C’est au bout de trois ans qu’il s’en était rendu compte. En « voyant » son appartement pour la première fois depuis ces quelque quarante mois à vivre la nuit, à gratter des pages et des pages. Les murs étaient sales. Les taches et écorchures de la vie courante s’étaient accumulées sans aucun soin, sans aucun intérêt porté. Il n’avait pas nettoyé le sol depuis presque trois mois, et à la poussière se mêlaient des taches d’eau séchées, une cuillère tombée et jamais ramassée.
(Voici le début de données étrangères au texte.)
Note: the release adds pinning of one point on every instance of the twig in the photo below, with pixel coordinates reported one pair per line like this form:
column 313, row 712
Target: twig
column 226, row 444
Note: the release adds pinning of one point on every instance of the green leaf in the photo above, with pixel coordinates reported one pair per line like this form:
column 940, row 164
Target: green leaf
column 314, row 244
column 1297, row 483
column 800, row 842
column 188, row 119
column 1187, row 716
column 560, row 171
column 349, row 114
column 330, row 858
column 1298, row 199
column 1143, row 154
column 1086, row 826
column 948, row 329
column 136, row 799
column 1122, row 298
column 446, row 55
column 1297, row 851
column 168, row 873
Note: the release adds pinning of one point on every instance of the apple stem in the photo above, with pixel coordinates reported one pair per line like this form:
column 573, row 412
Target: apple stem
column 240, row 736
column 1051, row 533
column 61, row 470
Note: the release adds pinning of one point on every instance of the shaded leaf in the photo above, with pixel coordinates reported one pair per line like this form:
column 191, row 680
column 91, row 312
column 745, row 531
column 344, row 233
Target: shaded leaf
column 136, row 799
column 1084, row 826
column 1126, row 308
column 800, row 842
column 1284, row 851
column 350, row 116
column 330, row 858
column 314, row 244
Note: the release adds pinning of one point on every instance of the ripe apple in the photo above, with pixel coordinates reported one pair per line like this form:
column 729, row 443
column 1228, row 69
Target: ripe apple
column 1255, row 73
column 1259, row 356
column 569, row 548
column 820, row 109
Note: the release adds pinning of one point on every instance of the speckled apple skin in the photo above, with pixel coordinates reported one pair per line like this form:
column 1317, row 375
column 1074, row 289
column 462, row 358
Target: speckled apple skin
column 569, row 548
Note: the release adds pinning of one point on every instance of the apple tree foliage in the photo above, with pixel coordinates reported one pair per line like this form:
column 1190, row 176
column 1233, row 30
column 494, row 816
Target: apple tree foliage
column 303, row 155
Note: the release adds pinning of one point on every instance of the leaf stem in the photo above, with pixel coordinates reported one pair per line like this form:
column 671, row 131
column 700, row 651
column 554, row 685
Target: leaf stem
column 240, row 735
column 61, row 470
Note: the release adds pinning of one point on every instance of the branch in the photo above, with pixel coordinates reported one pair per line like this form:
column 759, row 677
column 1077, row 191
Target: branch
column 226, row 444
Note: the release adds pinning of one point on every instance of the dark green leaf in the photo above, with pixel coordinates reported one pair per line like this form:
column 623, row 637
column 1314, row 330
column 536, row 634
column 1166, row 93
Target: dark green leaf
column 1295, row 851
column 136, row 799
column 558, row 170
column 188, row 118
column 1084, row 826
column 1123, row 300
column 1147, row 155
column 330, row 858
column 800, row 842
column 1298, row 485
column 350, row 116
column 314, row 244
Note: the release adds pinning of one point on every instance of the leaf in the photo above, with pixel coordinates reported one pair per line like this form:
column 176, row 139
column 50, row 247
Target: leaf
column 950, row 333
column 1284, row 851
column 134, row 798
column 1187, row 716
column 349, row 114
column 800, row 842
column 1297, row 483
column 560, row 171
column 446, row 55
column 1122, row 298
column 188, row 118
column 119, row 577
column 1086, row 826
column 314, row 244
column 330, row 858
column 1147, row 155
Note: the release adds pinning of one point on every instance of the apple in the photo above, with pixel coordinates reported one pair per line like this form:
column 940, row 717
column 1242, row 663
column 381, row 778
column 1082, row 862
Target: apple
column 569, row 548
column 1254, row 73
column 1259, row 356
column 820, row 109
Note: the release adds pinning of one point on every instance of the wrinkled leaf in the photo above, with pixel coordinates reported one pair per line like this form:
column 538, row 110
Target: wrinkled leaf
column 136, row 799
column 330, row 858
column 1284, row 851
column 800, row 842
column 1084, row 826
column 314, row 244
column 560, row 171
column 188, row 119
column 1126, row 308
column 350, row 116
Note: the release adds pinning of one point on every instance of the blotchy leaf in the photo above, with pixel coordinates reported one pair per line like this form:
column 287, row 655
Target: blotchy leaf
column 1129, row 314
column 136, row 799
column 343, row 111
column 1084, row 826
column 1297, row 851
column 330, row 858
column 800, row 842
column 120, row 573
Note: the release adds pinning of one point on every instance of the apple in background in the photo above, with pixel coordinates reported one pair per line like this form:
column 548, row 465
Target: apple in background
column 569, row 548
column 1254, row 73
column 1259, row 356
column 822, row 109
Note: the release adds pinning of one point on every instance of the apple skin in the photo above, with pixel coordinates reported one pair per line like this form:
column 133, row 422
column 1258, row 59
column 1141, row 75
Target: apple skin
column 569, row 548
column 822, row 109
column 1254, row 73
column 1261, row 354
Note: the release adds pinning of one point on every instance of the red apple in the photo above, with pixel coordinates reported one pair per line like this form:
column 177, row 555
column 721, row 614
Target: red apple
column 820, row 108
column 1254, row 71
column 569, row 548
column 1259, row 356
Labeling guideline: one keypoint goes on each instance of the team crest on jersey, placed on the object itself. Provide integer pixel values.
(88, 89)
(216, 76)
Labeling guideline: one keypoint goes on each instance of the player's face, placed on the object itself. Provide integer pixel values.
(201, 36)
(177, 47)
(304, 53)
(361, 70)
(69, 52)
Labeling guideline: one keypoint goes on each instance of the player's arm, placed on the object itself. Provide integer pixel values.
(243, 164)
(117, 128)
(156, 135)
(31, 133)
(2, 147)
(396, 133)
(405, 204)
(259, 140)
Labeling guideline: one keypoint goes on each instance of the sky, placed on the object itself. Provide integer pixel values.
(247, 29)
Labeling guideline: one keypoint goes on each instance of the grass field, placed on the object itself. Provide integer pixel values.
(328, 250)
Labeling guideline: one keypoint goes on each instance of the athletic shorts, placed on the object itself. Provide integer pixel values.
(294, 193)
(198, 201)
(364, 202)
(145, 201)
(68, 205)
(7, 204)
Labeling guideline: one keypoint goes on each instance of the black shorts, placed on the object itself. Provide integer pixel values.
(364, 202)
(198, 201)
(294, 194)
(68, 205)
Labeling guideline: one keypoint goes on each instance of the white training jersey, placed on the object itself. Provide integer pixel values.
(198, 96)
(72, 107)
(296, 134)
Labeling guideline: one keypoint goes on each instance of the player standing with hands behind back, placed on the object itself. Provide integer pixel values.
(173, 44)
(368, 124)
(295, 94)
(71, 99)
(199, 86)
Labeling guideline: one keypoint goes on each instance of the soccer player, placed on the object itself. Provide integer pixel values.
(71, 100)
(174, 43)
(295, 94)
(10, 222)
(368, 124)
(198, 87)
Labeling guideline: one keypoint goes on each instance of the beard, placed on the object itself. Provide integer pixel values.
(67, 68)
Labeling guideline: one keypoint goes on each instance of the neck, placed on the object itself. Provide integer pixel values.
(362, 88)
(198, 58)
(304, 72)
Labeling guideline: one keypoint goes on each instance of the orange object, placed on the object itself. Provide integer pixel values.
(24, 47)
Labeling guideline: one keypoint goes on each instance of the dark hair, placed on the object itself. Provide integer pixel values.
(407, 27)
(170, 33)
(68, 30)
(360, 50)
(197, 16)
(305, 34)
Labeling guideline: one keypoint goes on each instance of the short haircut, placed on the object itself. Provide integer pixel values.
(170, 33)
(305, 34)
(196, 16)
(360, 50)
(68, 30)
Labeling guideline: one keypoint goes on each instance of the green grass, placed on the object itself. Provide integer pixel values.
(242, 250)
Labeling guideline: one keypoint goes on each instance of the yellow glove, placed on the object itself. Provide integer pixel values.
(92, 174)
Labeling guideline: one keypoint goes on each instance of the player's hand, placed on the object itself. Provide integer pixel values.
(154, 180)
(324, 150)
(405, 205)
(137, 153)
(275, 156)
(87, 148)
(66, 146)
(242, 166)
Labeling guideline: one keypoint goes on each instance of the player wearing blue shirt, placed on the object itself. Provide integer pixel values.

Sur ses meubles, des moments de vie jamais débarrassés : boîtes vides, assiettes aux restes de sauce pétrifiée, verres oubliés. La fenêtre entrouverte l’était restée depuis ces trois ans, mais la lumière rentrait avec difficulté au travers du verre plaqué de gras et de pollution.

Et toujours, aucune note. Aucune musique, aucune mélodie. Depuis trois ans, rien. Terrassé, il sortit de son appartement, sans vraiment savoir s’il parviendrait à acheter le nécessaire pour tout nettoyer. Du ménage dans sa maison, et dans sa vie.

Il traversa la rue sans s’en rendre compte, pénétra dans l’épicerie comme un automate. Trois ans de silence, les bruits de la vie étaient devenus des claquements et grattements hétéroclites, sans harmonie.

Les bras chargés de bouteilles et d’éponges, il posa le tout sur le comptoir, observant le caissier passer un à un les objets sans le regarder. C’est là qu’il l’entendit.

La radio d’arrière-plan passa une chanson qu’il reconnut immédiatement. Les notes, le rythme, les enchaînements lui furent instantanément familiers.

C’était sa mélodie. Sa chanson. Celle qu’il aurait dû écrire. Comme un dément, acceptant la vérité malgré son apparence de folie, il sut.

Il n’avait pas perdu son inspiration. On la lui avait volée.

 

***

Tout était d’abord noir. Puis de la lumière, en souffrance. Il sentit quelque chose toucher son front. Un moment à se rendre compte que c’était sa main. Son front était moite. Il avait dû beaucoup transpirer. Il avait mal à la tête. Mal au cou. Devant lui, il y avait le volant. Il voulut le prendre. Il ne fallait pas le lâcher. Sa main était rouge. Il avait du sang sur le front.

La route était vers le haut. Il mit un moment à comprendre. Autour de lui, c’était silencieux. Oppressant. Il n’entendait plus. Il chercha sur le côté. Trouva la ceinture. Appuya.

Le choc de la chute l’assomma un instant. La douleur était bien plus forte. Il tomba maladroitement sur le côté. La ceinture libérée le retenait encore. Il était emmêlé. Il bougea lentement. Parvint à se faufiler sur le côté, gauchement. Il avait mal à la tête. Peut-être ailleurs, mais il ne sentait pas. La ceinture pendait, elle ne se rangeait plus.

Il commençait à entendre. Des cris. Il glissa par la fenêtre. L’effort se répercuta dans sa tête. Il se mit à genou. L’air était fort. Le vent. Il posa la main sur la voiture. Il essaya de se relever. Il lui fallut trois essais. Il resta appuyé sur la tôle. Se retourna.

Ils étaient sur un pont. Il se rappelait la traversée. L’heure du trafic. Puis le choc. Quelque chose qu’il n’avait pas pu éviter. Il voyait son pare-brise transformé en écran. Il regardait le pont tourner. Les voitures s’empiler. Puis le choc, et le noir.

Certaines personnes étaient encore coincées dans leurs véhicules. Une femme marchait sans parler, le regard vide, du sang sur le torse. Certaines voitures étaient soudées entre elles.

Un peu plus loin, au centre du pont, il y avait un trou.